Steps to get the right successor:
In an organization, successors are required more in the higher level of the hierarchy, not the lower ones. So the focus is more or managerial executives, such as the CEO or COO. It is interesting to know that there are more people who need to follow these steps than they think. Just one-third of the businesses established by one generation pass on to the next successfully! It is also said that those companies which can sustain themselves well with the comings and goings of its employees are great companies. Melanie Spring, founder of the Washington DC-based marketing company called Sisarina firmly believes in this adage and has been following it.
Here are some tips that can be used in finding a suitable successor:
1. Prepare for the succession – This step really involves in choosing the right candidate for this job. Putting away this task for an indefinite amount of time will not help! If not planned correctly, the sudden disappearance of the CEO due to illness or because he/she decided to take a yearlong sabbatical will cause turmoil and irreparable damage to the organization.
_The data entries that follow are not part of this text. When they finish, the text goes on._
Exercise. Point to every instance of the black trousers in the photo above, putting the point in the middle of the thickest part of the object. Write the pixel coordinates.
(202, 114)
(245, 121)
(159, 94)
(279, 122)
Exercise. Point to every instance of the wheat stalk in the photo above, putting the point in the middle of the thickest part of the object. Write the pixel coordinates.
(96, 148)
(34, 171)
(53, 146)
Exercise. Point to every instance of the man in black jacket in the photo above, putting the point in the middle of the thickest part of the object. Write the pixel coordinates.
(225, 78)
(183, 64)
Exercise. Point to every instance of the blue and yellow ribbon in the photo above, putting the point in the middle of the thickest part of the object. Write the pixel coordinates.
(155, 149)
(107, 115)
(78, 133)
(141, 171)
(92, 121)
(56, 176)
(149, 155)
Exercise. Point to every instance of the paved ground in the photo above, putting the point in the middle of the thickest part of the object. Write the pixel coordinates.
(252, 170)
It is not necessary that someone from within the organization will always be the perfect candidate. If necessary, organizations must invest time and money to find someone from outside too. Take, for example, the Coke story. Roberto Goizueta had clearly indicated that his successor would be Doug Ivester, who was mainly an accountant. When Goizueta had to step down from his position, Ivester very smoothly took his position. This was, in fact, touted to be one of the smoothest transitions at that level. However, Ivester was unable to work, as well as he was expected to. In fact, he was an aggressive go-getter and his competitive spirit was tempered best when he worked with Goizueta. So, choosing someone perfect for the position from all angles and not just based on past performances is important.
2. Training the successor – Once a suitable candidate has been found, training him or her in all aspects of the job which the title demands in important. There are numerous examples of such training that we see all around us. In the film industry, the young actors we see now-a-days get hands-on experience of working in a movie when they first assist their father or uncle who is directing a movie. People who run automobile industries are known to make their protégées start at the most lower rung – they are made to drive vehicles around to understand how it works better and work in assembly factories to know about the smallest part required in building a car. Not all positions require such thorough and long-planned training. But a certain amount is required for all successors.
To what extent does one train one’s successor? That really is a burning question that must be answered based on your judgment, by taking input from the board and the stakeholders and by correctly judging the performance capacity of the successor. Are you looking someone to step into your shoes or are you looking for someone to make tailor-made shoes that will suit the organization’s goals? After all, the outgoing CEO/COO’s shoes may be too worn out to be used anymore. Setting right training goals is as important as conducting the training.
3. Evaluating the potential candidate – Needles to say, where there is training, there are evaluations necessary to judge how well a candidate has understood the responsibilities associated with the new title. There are rare cases where this step may be eliminated. For example, Jack Welch had joined General Electric in 1960 as an engineer. From the entry-level executive position, he became a vice-president and finally a CEO in 1981. With over 2 decades’ experience, his performance perhaps was the biggest evaluation phase that had to be reviewed by the selection committee. But, in instances, where people from the outside are being brought into an organization, the evaluation stage should never be missed.
4. The exit of the CEO – This is the phase where transition takes place and the selection, training and evaluation stages are put to test in real life. The transition should be as smooth and quick as possible. When the successor takes over the roles and responsibilities of the out-going employee, he should be able to perform all tasks, as well as or even better than his predecessors. Every move of his will be critically judged by his own organization’s employees, his peers, his competitors and the industry at large. One of the best examples of an outsider who was brought into a company and who performed really well post-transition too is Alan Mulally. In late 2006, he was made president and CEO of Ford Motor Co. Ford had already lost billions of dollars in the years of recession before Mulally took over. But as soon as he joined, he revolutionized the way the organization worked and Ford has since then been one of the very few companies that posted 8 consecutive quarters of net profits. Interestingly, while most automobile companies had to file from bankruptcy at that time, under the expert guidance of a person like Mulally, thankfully Ford never had to.
The first few months post-succession are the toughest for the successor. When Steve Jobs had to quit Apple Inc. in 2011 for health reasons, it was quite a shock to people all around the world, so much so that Apple stock prices dipped by 5% in just a week of Jobs’ announcement. Timothy Cook took over his position and this move proved to be quite beneficial for the company because even after the death of Jobs, Apple did not suffer any major consequences and the shock was absorbed much more easily by the investors. The lack of empathy was not because Jobs lost his respect as a creator and innovative businessman, but more so because people felt they could place their trust in his successor.